When using MINVO, please cite this paper ([pdf](https://arxiv.org/abs/2010.10726), [video](https://youtu.be/x5ORkDCe4O0)):

```bibtex

@article{tordesillas2022minvo,

  title={MINVO Basis: Finding Simplexes with Minimum Volume Enclosing Polynomial Curves},

  author={Tordesillas, Jesus and How, Jonathan P},

  journal={Computer-Aided Design},

  volume={151},

  pages={103341},

  year={2022},

  publisher={Elsevier}

}

```

## Instructions to use the MINVO basis

* **For a particular curve (Problem 1 of the paper)**: See an example (with `n=3`) in [`curve_given3D.m`](https://github.com/mit-acl/minvo/blob/master/src/curve_given3D.m)

* **For a particular simplex  (Problem 2 of the paper)**: See an example (with `n=3`) in [`simplex_given3D.m`](https://github.com/mit-acl/minvo/blob/master/src/simplex_given3D.m)

To obtain all the figures of the paper, you can  simply run [`plot_solution.m`](https://github.com/mit-acl/minvo/blob/master/src/plot_solution.m) 

You don't need to install any external solvers for the steps above.

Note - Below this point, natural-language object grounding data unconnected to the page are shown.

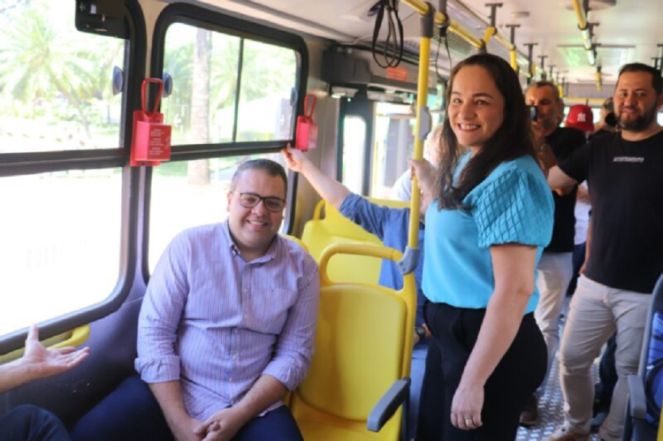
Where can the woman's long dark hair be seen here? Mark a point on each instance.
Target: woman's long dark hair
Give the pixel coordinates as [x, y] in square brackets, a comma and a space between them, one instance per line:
[510, 141]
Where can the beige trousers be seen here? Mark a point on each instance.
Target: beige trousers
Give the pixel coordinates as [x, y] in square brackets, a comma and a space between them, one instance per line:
[596, 312]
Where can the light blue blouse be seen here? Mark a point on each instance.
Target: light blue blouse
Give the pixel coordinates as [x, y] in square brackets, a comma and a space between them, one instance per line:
[513, 204]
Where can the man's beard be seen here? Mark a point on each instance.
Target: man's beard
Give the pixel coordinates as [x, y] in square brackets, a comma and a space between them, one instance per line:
[641, 123]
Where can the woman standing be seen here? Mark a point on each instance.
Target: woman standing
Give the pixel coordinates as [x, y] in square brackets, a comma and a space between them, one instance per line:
[484, 235]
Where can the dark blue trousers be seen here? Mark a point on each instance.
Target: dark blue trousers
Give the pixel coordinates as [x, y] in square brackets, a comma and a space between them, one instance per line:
[514, 380]
[131, 413]
[31, 423]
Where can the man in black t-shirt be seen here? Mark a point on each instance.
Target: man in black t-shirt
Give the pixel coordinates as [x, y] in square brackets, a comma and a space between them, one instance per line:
[625, 176]
[555, 268]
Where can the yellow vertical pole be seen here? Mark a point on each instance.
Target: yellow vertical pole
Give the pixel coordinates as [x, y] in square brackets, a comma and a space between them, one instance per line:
[423, 123]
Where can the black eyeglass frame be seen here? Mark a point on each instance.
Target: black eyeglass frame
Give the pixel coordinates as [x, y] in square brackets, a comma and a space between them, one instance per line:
[266, 200]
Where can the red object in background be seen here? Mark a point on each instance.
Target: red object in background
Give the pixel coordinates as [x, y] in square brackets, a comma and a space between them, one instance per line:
[306, 134]
[151, 137]
[398, 73]
[580, 117]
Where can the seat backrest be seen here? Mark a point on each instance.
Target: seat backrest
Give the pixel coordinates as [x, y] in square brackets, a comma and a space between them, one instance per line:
[363, 344]
[334, 228]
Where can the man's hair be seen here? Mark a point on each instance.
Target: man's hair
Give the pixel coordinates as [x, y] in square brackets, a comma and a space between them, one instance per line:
[656, 80]
[550, 84]
[270, 167]
[510, 141]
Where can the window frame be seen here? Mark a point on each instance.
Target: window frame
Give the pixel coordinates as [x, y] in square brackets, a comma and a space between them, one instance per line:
[17, 164]
[218, 22]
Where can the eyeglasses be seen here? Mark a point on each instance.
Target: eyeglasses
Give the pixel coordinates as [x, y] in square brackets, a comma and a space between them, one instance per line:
[250, 200]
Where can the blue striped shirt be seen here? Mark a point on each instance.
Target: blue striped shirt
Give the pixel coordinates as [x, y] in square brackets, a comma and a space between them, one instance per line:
[217, 323]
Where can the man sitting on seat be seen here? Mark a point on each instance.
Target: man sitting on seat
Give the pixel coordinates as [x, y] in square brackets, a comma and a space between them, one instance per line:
[225, 330]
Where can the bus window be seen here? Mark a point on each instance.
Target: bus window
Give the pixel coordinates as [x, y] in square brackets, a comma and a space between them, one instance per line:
[190, 193]
[354, 141]
[394, 143]
[266, 91]
[204, 105]
[56, 84]
[60, 241]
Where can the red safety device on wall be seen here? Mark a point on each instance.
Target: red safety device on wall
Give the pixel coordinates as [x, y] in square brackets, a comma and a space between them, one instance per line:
[306, 135]
[151, 138]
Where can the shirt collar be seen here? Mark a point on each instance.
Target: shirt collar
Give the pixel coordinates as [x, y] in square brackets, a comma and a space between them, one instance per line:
[271, 253]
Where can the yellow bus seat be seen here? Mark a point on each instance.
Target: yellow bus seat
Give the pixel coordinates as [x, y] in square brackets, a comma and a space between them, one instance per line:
[296, 240]
[363, 348]
[334, 228]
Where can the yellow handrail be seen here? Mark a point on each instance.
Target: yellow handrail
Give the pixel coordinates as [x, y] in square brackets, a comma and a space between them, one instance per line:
[75, 337]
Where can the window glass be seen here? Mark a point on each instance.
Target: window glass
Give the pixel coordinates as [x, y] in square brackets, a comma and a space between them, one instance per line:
[190, 193]
[268, 88]
[60, 241]
[55, 82]
[354, 142]
[394, 146]
[203, 65]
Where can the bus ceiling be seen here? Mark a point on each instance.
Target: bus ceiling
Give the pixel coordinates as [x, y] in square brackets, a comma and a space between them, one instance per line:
[575, 42]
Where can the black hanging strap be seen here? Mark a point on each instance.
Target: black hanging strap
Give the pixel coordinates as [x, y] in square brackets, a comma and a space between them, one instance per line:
[392, 53]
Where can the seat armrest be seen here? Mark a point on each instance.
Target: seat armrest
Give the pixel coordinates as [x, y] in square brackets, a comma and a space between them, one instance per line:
[637, 400]
[397, 394]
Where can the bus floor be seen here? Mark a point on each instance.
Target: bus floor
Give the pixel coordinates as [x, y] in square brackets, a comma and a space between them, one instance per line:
[551, 403]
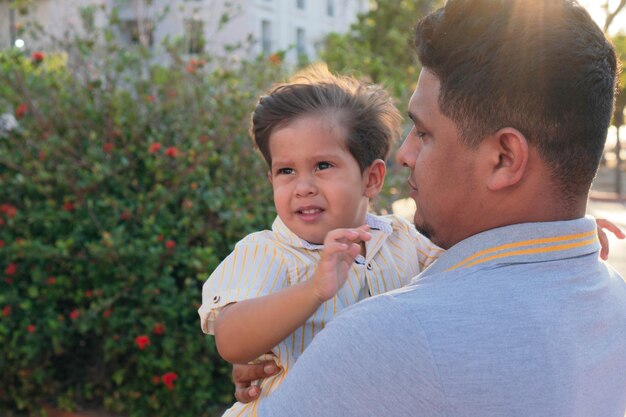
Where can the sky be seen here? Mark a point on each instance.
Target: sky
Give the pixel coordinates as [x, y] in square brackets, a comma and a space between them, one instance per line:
[598, 13]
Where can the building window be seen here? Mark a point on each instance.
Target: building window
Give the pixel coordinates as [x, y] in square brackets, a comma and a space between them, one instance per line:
[194, 33]
[266, 36]
[137, 32]
[330, 8]
[301, 42]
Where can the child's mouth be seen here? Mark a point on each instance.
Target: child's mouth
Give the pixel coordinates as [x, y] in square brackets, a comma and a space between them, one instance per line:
[309, 213]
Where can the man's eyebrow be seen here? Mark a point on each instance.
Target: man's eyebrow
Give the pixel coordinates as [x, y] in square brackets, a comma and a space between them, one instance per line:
[416, 120]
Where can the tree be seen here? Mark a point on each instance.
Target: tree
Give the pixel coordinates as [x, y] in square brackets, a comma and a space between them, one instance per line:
[619, 41]
[379, 45]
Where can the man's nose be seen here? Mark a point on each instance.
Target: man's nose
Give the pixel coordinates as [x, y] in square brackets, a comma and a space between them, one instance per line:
[405, 155]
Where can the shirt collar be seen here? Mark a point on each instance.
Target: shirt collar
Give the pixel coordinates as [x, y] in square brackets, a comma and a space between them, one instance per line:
[375, 223]
[521, 243]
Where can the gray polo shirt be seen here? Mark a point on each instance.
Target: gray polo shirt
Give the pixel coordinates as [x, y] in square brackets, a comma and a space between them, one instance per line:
[523, 320]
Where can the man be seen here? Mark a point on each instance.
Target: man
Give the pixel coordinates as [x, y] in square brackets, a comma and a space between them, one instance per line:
[519, 317]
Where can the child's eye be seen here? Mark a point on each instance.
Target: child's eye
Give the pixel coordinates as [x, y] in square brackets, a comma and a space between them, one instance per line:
[323, 165]
[419, 134]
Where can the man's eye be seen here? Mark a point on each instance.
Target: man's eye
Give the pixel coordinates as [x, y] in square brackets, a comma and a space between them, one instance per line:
[419, 134]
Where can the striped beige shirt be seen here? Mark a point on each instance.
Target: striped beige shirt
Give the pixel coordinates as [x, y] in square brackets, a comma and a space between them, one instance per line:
[267, 261]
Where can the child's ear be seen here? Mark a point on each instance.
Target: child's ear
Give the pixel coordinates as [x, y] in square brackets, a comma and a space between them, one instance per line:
[374, 177]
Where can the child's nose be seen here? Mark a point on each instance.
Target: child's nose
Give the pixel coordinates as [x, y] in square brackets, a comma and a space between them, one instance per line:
[305, 187]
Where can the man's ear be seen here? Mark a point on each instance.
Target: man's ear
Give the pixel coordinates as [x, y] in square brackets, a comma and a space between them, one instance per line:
[374, 177]
[508, 156]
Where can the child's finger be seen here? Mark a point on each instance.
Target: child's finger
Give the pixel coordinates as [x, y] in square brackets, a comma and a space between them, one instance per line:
[604, 244]
[611, 227]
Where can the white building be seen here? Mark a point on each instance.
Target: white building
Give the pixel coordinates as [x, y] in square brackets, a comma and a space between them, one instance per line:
[260, 26]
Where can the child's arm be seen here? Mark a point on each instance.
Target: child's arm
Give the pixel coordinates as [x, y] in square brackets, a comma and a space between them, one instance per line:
[604, 240]
[250, 328]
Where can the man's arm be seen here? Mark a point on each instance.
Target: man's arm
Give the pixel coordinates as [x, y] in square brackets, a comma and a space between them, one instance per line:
[250, 328]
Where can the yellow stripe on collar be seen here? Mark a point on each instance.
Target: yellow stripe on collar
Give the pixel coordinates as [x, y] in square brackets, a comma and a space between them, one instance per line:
[470, 261]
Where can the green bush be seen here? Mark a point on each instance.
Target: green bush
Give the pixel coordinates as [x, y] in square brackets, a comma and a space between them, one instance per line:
[124, 185]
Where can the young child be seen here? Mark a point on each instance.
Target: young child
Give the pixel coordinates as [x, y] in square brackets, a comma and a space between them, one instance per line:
[325, 139]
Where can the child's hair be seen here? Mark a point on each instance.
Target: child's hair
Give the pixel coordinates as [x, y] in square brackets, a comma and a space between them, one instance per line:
[365, 111]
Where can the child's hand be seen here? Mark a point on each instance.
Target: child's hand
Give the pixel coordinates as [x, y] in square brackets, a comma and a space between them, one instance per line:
[341, 246]
[604, 241]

## Instructions to derive the MINVO basis

* The file [`general_formulation_sos.m`](https://github.com/mit-acl/minvo/blob/master/src/general_formulation_sos.m) solves Problem 3 in the paper using SOS.

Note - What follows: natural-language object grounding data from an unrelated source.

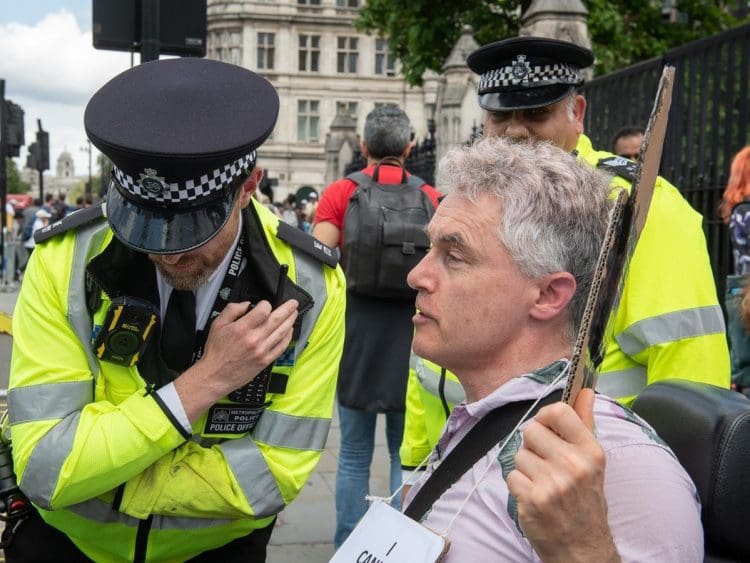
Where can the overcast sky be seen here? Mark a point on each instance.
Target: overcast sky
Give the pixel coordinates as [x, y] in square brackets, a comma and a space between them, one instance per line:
[51, 69]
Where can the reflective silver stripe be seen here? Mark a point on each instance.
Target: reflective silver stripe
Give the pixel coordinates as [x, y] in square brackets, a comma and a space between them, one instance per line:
[254, 476]
[43, 469]
[671, 327]
[45, 462]
[413, 359]
[103, 513]
[296, 432]
[311, 278]
[622, 383]
[430, 380]
[87, 240]
[49, 400]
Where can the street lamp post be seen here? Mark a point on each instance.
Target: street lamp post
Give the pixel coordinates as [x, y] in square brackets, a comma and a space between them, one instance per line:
[89, 184]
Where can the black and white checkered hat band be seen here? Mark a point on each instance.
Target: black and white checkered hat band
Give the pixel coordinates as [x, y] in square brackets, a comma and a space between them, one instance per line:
[528, 75]
[151, 187]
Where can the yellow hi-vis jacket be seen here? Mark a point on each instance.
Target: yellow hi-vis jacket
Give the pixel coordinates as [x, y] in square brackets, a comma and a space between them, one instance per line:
[103, 461]
[668, 322]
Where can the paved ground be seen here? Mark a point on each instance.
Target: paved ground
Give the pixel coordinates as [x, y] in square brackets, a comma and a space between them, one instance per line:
[304, 531]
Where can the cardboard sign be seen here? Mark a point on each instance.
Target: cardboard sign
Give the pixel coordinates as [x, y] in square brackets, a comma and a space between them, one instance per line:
[384, 535]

* The file [`general_formulation_lukacs_theorem.m`](https://github.com/mit-acl/minvo/blob/master/src/general_formulation_lukacs_theorem.m) solves Problem 3 in the paper using the Markov–Lukács Theorem. 

* The file [`formula_formulation.m`](https://github.com/mit-acl/minvo/blob/master/src/formula_formulation.m) solves Problem 4 in the paper. 

Follow the instructions in each file to prove local/global optimality.

Depending on the settings you choose in each file, you may need to install [YALMIP](https://yalmip.github.io/) (tested with [this release](https://github.com/yalmip/YALMIP/releases/tag/R20200116_hotfix)), [SNOPT](https://ccom.ucsd.edu/~optimizers/) and/or [MOSEK](https://www.mosek.com/). 

---------

> **Approval for release**: This code was approved for release by The Boeing Company in December 2020.